That would be Mercy, Lex's other main bodyguard. Clark had pointed both of them out to Conner before, he'd just never met either of them in person. As the car drove off, Conner looked at Hope, still standing there next to him. "Um... Hi, I'm Conner." He held out his hand.
With a laugh, Hope holstered her gun that she'd never completely put away despite the earlier stand-down. Then she shook his hand. "I'm Hope. Come on, we can walk there."
She turned and started away. Conner watched for a moment, mesmerized by the feminine hips swaying from side to side. Then he shook his head and caught up. "Walk where?"
"To the tailor's. You're not going to dinner with Lex in that," Hope nodded at Conner's jeans and t-shirt.
"Hey!" They weren't holey or worn to threads or even cheap like his dad's suits. These were good quality jeans!
Hope's mouth curved up. "The restaurant has a certain reputation to maintain... not that Lex cares about that, but you'll attract less attention if you blend it."
"You don't blend in." It came out of his mouth before he thought, he swore it did.
"Mercy and I aren't supposed to blend in. We're a distraction, and while people are looking at our breasts and our hips, that's when we shoot them."
Conner eeped a bit, having started to turn red at the mention of breasts and then abruptly reminded of who he was talking to.
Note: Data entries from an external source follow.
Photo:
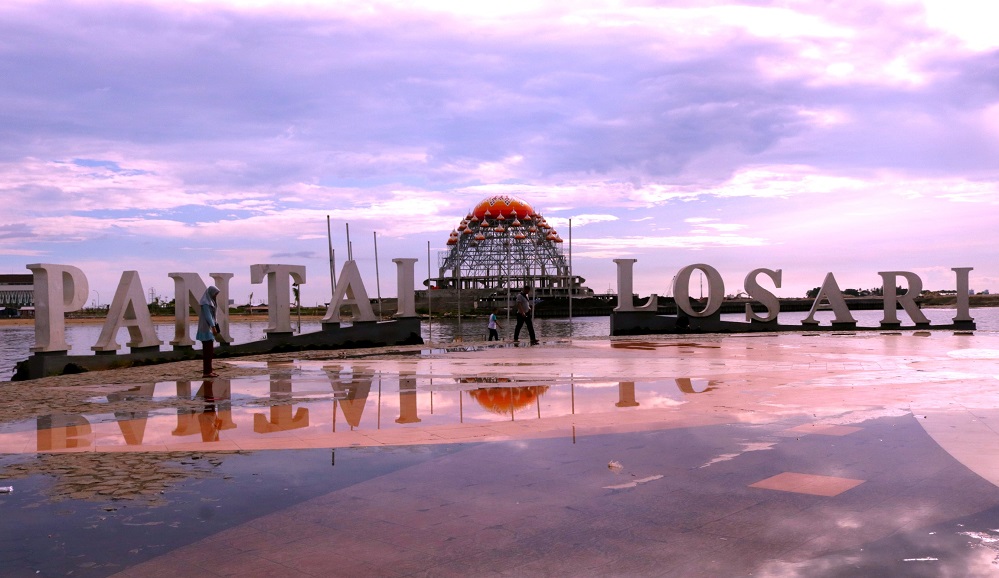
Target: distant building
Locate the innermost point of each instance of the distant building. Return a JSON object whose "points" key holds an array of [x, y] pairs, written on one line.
{"points": [[17, 291]]}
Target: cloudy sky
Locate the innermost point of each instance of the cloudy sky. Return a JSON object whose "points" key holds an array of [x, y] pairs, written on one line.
{"points": [[851, 137]]}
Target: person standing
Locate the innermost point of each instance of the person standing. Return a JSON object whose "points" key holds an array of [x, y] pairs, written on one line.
{"points": [[208, 329], [525, 314], [493, 326]]}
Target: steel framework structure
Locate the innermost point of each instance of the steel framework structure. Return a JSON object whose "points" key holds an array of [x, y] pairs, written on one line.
{"points": [[504, 243]]}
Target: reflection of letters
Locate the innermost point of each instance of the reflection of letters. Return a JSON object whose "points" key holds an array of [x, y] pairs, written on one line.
{"points": [[407, 399], [132, 423], [626, 394], [283, 416], [63, 432], [688, 385], [351, 392]]}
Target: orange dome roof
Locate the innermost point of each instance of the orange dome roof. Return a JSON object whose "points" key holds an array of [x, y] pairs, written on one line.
{"points": [[502, 204], [503, 400]]}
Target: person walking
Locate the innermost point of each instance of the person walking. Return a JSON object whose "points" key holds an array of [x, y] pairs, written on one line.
{"points": [[208, 329], [493, 326], [525, 315]]}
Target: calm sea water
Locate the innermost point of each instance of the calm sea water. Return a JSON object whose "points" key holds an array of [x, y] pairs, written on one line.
{"points": [[16, 341]]}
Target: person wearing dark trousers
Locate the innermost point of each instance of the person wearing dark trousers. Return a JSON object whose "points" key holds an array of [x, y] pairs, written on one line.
{"points": [[525, 314], [208, 329], [493, 326]]}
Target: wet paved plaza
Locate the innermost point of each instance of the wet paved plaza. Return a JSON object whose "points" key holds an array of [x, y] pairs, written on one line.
{"points": [[770, 455]]}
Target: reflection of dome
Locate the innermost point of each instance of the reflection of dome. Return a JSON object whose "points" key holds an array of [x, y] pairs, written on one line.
{"points": [[502, 205], [503, 400]]}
Then he blinked. "Hey, is that why Wonder Woman wears such a skimpy costume?"
Hope tilted her head. "One of the reasons. We learn from the best. What do you think of verbs?"
"Uh, necessary? Irregular? Spanish ones are easier? What?" Conner blinked.
"How about blood?"
Conner grimaced. "Ick. Um, B-positive?"
"Philodendron."
"Is that Latin?"
Hope rolled her eyes. "Cats."
"Cuddly and cute." Conner was, by this time, simply going along with the flow. He had no idea what they were doing, but he was sure there was a point to it somewhere.
"Acetate."
"Carbon, Hydrogen, Oxygen."
Hope blinked. Then turned her head while they walked to study him thoughtfully. "Top, bottom."
"Charm, strange."
"Microwave."
"Klystron."
Hope laughed. "Okay, Physics it is."
Well, yeah, but... "What is?"
"Your scholarship. We have to give it to you in something you're actually good at, and botany was rather obviously not it."
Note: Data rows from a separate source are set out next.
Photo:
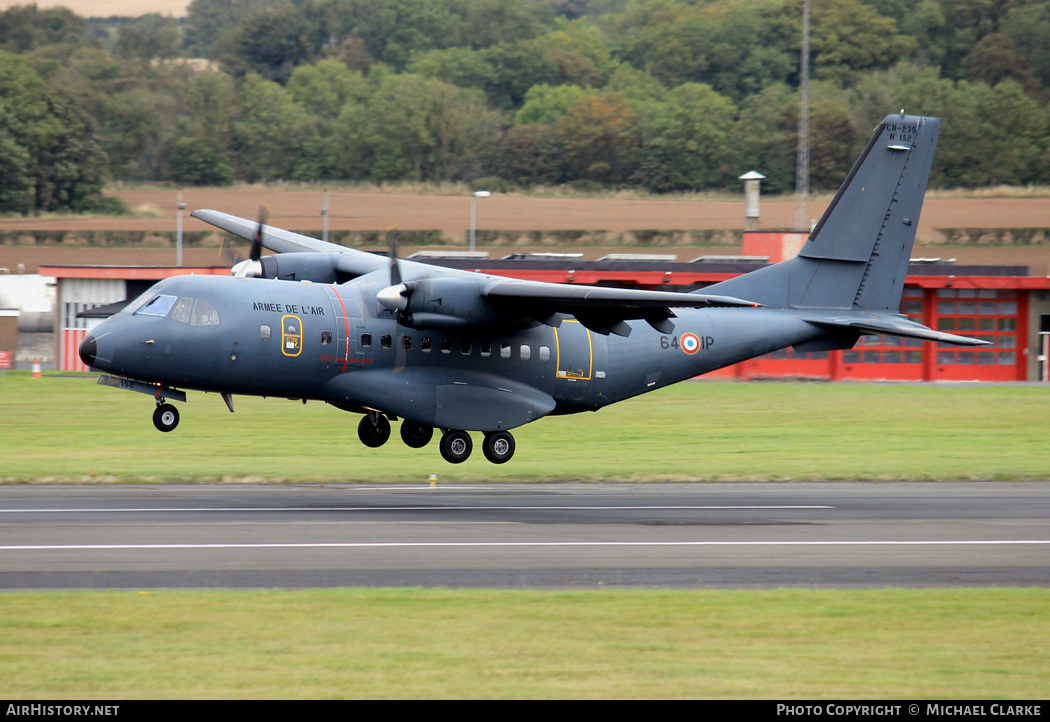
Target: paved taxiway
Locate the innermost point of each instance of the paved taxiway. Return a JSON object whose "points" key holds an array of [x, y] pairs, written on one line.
{"points": [[534, 535]]}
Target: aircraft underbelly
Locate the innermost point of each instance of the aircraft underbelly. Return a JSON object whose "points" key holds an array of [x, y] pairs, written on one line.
{"points": [[468, 400]]}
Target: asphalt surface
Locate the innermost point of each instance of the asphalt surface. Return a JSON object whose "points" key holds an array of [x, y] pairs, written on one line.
{"points": [[526, 535]]}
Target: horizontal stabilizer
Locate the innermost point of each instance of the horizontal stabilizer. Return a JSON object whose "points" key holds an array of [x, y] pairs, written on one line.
{"points": [[894, 326]]}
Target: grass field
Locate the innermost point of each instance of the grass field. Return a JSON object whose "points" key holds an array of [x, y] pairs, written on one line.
{"points": [[939, 643], [441, 643], [65, 428]]}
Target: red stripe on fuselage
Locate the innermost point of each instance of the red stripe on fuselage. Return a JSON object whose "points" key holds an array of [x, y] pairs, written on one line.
{"points": [[345, 358]]}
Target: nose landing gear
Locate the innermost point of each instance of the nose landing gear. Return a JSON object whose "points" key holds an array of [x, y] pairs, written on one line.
{"points": [[165, 417]]}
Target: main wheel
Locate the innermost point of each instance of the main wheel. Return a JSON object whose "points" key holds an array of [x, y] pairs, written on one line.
{"points": [[374, 430], [166, 418], [416, 436], [456, 446], [499, 447]]}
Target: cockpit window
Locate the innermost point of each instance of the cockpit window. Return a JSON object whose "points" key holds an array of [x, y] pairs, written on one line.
{"points": [[159, 305], [182, 312], [204, 314]]}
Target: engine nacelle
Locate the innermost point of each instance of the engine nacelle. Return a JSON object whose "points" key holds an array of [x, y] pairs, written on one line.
{"points": [[319, 268], [440, 303]]}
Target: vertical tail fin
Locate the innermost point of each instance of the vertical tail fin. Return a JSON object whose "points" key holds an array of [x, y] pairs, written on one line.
{"points": [[858, 254]]}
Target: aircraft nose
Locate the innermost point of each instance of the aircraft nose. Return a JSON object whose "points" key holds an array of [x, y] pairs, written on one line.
{"points": [[88, 349]]}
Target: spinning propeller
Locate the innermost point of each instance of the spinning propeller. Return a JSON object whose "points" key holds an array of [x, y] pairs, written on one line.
{"points": [[252, 268]]}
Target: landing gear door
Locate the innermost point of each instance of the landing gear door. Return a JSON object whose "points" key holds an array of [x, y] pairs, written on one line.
{"points": [[575, 358]]}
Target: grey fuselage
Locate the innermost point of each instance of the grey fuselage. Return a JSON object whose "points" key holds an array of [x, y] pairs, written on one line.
{"points": [[335, 343]]}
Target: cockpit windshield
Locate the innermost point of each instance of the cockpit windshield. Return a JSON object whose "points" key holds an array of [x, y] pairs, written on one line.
{"points": [[196, 312], [159, 305]]}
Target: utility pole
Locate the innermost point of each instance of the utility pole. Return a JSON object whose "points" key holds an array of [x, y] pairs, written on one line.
{"points": [[802, 163], [179, 230]]}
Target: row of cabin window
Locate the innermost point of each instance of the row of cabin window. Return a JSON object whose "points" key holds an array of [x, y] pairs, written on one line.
{"points": [[426, 344]]}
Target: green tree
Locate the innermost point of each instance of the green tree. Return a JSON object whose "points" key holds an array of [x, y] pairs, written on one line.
{"points": [[200, 161], [601, 140], [207, 20], [326, 86], [848, 37], [270, 129], [26, 27], [462, 66], [995, 59], [16, 178], [1029, 27], [686, 140], [151, 36], [530, 154], [417, 128], [544, 104], [764, 137], [138, 131], [270, 42], [50, 144]]}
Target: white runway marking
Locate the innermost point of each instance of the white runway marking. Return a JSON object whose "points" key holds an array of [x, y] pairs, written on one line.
{"points": [[404, 508], [438, 545]]}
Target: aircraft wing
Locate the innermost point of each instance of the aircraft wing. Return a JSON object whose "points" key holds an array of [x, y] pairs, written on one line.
{"points": [[894, 325], [568, 298], [279, 240], [601, 309]]}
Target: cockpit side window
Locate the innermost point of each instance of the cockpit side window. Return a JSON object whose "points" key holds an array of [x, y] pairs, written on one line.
{"points": [[182, 312], [159, 305], [204, 314]]}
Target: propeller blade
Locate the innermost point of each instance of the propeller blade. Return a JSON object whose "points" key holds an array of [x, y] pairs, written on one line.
{"points": [[392, 248], [256, 252]]}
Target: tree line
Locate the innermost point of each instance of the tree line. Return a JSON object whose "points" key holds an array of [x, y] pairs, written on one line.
{"points": [[669, 96]]}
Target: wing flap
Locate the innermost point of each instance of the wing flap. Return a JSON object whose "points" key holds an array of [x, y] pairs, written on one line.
{"points": [[566, 297]]}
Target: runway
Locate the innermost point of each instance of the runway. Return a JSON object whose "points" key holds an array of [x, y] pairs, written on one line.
{"points": [[526, 535]]}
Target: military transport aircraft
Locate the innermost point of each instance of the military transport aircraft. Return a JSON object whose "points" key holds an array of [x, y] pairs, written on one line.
{"points": [[465, 352]]}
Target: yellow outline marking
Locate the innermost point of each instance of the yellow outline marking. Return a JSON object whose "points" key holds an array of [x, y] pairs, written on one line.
{"points": [[285, 337], [558, 360]]}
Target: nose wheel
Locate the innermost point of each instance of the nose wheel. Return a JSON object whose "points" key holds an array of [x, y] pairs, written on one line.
{"points": [[374, 429], [165, 418]]}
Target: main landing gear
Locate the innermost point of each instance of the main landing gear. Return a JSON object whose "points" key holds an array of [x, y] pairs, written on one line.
{"points": [[374, 430]]}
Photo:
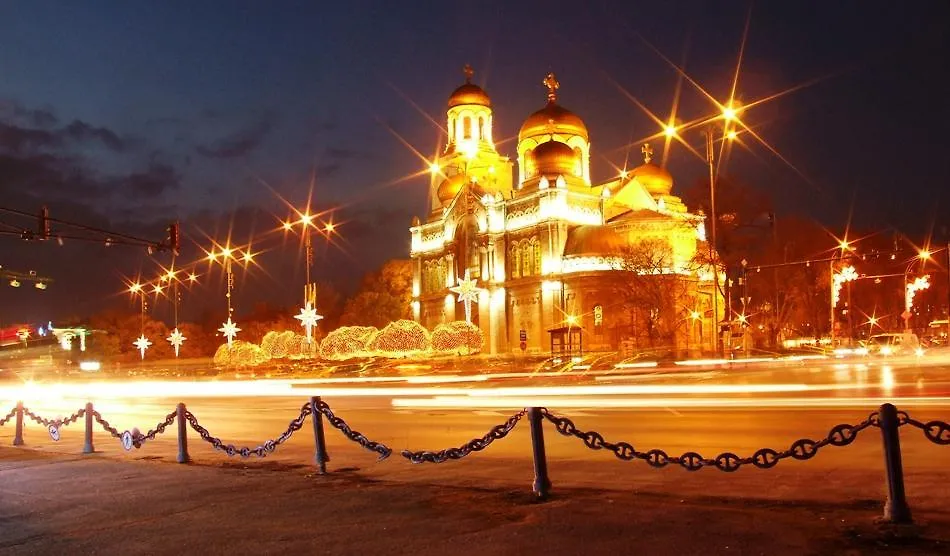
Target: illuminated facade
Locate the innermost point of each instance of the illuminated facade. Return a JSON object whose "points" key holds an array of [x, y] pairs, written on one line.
{"points": [[547, 249]]}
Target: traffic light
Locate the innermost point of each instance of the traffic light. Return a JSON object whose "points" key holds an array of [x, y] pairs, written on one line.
{"points": [[174, 238], [43, 228]]}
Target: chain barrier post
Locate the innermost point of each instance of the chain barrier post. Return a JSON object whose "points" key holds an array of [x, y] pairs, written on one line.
{"points": [[320, 455], [88, 448], [896, 509], [182, 434], [18, 439], [542, 485]]}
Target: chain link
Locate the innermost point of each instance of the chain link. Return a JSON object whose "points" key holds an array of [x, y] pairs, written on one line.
{"points": [[766, 458], [105, 425], [262, 450], [476, 445], [138, 438], [8, 416], [57, 423], [937, 432], [338, 423]]}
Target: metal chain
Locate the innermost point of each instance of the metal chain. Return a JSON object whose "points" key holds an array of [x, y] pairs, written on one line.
{"points": [[8, 416], [105, 424], [475, 445], [804, 449], [53, 422], [138, 438], [262, 450], [381, 449], [937, 432]]}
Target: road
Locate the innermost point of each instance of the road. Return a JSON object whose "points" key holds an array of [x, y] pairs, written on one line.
{"points": [[707, 407]]}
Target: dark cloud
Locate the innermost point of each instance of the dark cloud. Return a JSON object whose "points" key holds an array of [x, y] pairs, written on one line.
{"points": [[151, 183], [37, 117], [18, 139], [340, 153], [80, 132], [328, 170], [238, 144]]}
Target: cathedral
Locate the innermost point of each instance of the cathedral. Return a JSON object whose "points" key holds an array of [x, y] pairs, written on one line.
{"points": [[559, 262]]}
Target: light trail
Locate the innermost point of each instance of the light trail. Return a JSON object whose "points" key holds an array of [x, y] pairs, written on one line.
{"points": [[591, 403]]}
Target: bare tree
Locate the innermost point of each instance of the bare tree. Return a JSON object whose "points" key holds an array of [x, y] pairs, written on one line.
{"points": [[656, 297]]}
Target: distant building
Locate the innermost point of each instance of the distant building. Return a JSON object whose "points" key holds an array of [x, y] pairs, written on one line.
{"points": [[550, 249]]}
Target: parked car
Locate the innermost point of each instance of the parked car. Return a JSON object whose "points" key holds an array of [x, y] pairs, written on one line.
{"points": [[897, 343]]}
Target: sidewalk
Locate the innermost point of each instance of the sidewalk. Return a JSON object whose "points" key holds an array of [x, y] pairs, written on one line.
{"points": [[63, 504]]}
That must have been the 'philo-something' Hope had asked earlier. Conner stopped in his tracks, indignant. "I wasn't asking for anything!"
Hope walked back to him, her eyes scanning all around them. "It's been five minutes since we left StyCo. By this time, at least fifteen other people know that Lex Luthor was accosted by Clark Kent's son and that said son has a scholarship from LexCorp. In another ten minutes, Perry White is going to be asking your dad about it. We have to have one for you, retroactively, or the whole thing falls apart."
"Dad won't know anything about it," Conner said weakly. "He told me not to break into Lex's penthouse! There wasn't much other choice."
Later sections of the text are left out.